Maraton Pisania Listów w obronie praw człowieka

Redakcja
Dziś w południe rozpoczął się Maraton Pisania Listów przeciw udokumentowanemu łamaniu praw człowieka. Łódzka akcja zakończy się jutro w południe.

W czasie Maratonu przez 24 godziny, ręcznie pisane są listy w obronie kilkunastu konkretnych osób lub grup osób, których prawa człowieka zostały złamane. Akcja ta odbywa się co roku w okolicach 10 grudnia, kiedy obchodzony jest Międzynarodowy Dzień Praw Człowieka.

- Listy te wysyłane są do decydentów politycznych, a część z nich, tzw. listy solidarności trafiają do więźniów - tłumaczy Weronika Alama, koordynator łódzkiej grupy Amnesty International.

W tym roku Maraton Pisania Listów odbywa się po raz jedenasty. Dziś (11 grudnia) w południe łodzianie rozpoczęli pisanie listów w Kawiarni Cafe Wolność, przy placu Wolności 7 oraz w Zapiecku, ul. Piotrkowska 43. W pierwszym z miejsc akcja zakończy się dziś o 20, zaś pisanie listów najdłużej potrwa w Zapiecku. Koniec przewidziany jest na niedzielne południe. Tam łodzianie będą pisać listy przez 24 godziny.
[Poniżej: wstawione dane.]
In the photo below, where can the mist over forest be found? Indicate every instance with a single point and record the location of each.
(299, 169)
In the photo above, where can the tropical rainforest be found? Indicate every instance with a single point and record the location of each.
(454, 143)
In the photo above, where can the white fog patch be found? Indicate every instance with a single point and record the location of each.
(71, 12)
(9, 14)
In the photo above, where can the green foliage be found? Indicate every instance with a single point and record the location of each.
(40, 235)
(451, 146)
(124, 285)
- Wiele osób biorących udział w Maratonie otrzymuje odpowiedź na swoje listy, a osoby, które dzięki tym listom zostały uwolnione przyznają, że dodawały im one otuchy i pocieszenia - przekonuje Draginja Nadażdin, dyrektor Amnesty International Polska. - Nasze listy solidarności okazują się często ostatnią nadzieją dla prześladowanych i więzionych - dodaje.

Listy jako konkretny przykład działania

Indywidualnie wyrażony sprzeciw wobec łamania praw człowieka ma szczególną moc, przekonują organizatorzy. Według nich, dotychczas napisane listy pomogły w 30 proc. przypadków spraw, w intencji których pisali. - Mamy odzew, że te sprawy zakończyły się szczęśliwie - przekonuje Alama. Tegoroczne listy pisane są m.in. w obronie:

Katolickiego księdza ojca Alejandro Solalinde Guerra z Meksyku, który zajmuje się tworzeniem bezpiecznych miejsc dla migrantów, z dala od gangów, które ich wykorzystują. Jego życie jest zagrożone.
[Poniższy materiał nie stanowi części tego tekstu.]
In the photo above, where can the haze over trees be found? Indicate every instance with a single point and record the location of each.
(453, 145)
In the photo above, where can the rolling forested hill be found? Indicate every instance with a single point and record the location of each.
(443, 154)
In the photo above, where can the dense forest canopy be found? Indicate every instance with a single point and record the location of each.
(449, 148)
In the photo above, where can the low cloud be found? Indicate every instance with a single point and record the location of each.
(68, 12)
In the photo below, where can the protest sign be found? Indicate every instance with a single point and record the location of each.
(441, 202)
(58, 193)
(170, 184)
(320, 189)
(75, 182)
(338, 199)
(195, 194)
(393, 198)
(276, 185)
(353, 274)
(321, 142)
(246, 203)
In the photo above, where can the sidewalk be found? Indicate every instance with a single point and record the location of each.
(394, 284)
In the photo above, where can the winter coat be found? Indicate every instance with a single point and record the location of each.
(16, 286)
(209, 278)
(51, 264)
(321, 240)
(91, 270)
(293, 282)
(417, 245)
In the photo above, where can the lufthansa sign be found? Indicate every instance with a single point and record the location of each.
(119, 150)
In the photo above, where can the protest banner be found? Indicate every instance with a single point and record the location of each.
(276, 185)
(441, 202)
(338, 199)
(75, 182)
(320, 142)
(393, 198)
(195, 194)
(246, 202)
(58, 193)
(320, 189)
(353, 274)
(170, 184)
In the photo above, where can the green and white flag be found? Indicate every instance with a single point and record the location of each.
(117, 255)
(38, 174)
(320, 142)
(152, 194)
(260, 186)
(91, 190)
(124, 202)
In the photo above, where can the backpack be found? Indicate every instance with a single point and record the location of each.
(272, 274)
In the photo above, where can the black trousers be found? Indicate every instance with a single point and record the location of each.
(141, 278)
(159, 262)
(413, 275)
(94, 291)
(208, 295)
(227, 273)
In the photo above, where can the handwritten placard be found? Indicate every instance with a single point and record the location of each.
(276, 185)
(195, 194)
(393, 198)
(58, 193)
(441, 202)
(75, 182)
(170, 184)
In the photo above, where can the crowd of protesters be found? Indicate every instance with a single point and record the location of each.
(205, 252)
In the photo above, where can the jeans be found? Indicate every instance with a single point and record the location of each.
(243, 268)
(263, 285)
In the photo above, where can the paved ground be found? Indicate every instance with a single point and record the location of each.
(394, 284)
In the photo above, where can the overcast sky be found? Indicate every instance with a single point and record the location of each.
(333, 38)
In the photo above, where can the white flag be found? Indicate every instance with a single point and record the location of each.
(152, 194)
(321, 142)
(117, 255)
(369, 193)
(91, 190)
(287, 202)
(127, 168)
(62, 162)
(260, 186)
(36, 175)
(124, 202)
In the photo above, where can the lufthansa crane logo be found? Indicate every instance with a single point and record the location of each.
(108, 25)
Mao Hengfeng, matka trójki dzieci była wielokrotnie aresztowana i torturowana w Chinach za swoje działania na rzecz praw kobiet oraz ofiar przymusowych eksmisji. Odsiaduje wyrok 18 miesięcy w obozie "reedukacji przez pracę".

100 Romów, którzy zostali siłą eksmitowani ze swoich domów w Rumunii w 2004 roku. Od tamtej pory żyją w nieludzkich warunkach w metalowych budach umieszczonych przy oczyszczalni ścieków.

Su Su Nway, członkini opozycyjnej partii w Birmie, walczącej o prawa pracowników. Została skazana na osiem lat za udział w antyrządowych protestach. Uznano ją za więźnia sumienia.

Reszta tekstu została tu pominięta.